On 5/26/22 11:15, Tejun Heo wrote:
Hello, Michal.
On Thu, May 26, 2022 at 11:56:34AM +0200, Michal Koutný wrote:
// ref=A: initial state
kill_css()
css_get // ref+=F == A+F: fuse
percpu_ref_kill_and_confirm
__percpu_ref_switch_to_atomic
percpu_ref_get
// ref += 1 == A+F+1: atomic mode, self-protection
percpu_ref_put
// ref -= 1 == A+F: kill the base reference
[via rcu]
percpu_ref_switch_to_atomic_rcu
percpu_ref_call_confirm_rcu
css_killed_ref_fn == refcnt.confirm_switch
queue_work(css->destroy_work) (1)
[via css->destroy_work]
css_killed_work_fn == wq.func
offline_css() // needs fuse
css_put // ref -= F == A: de-fuse
percpu_ref_put
// ref -= 1 == A-1: remove self-protection
css_release // A <= 1 -> 2nd queue_work explodes!
I'm not sure I'm following it but it's perfectly fine to re-use the work
item at this point. The work item actually can be re-cycled from the very
beginning of the work function. The only thing we need to make sure is that
we don't css_put() prematurely to avoid it being freed while we're using it.
Yes, it is ok to reuse a work struct, but it's not ok to have the same
work struct enqueued twice on the same WQ when list debug is enabled.
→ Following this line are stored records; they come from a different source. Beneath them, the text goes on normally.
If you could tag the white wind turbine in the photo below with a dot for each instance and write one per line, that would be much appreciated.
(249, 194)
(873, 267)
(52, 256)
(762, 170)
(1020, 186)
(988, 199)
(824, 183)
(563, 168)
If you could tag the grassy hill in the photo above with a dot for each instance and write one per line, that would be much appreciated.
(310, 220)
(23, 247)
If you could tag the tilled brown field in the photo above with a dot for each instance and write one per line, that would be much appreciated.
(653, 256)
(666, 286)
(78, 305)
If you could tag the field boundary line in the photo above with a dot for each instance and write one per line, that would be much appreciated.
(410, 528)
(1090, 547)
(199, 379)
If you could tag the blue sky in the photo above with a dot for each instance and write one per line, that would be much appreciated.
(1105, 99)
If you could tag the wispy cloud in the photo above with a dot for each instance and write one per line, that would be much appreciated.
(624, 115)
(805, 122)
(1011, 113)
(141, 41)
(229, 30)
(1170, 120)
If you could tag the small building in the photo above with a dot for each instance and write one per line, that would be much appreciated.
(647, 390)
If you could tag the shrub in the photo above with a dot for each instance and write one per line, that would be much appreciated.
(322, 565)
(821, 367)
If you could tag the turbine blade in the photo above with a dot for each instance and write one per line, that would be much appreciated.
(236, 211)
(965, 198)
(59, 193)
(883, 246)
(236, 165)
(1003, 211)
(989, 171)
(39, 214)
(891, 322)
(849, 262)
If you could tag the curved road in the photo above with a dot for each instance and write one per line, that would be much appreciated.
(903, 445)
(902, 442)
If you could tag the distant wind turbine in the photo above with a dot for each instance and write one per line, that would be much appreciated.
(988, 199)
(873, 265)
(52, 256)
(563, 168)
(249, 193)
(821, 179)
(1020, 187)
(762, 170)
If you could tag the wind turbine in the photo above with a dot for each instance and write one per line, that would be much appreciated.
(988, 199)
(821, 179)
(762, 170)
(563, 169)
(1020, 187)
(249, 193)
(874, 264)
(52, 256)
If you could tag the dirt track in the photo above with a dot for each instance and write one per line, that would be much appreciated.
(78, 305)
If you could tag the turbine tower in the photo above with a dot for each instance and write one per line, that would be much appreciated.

That's why we are getting this "BUG: corrupted list.."
For the sharing to be a problem, we should be queueing the release work item
while the destroy instance is still pending, and if that is the case, it
doesn't really matter whether we use two separate work items or not. We're
already broken and would just be shifting the problem to explode elsewhere.
The only possibility that I can think of is that somehow we're ending up
with an extra css_put() somewhere thus triggering the release path
prematurely. If that's the case, we'll prolly need to trace get/puts to find
out who's causing the ref imbalance.
That's right. Michal was on the right track for the kill_css() part.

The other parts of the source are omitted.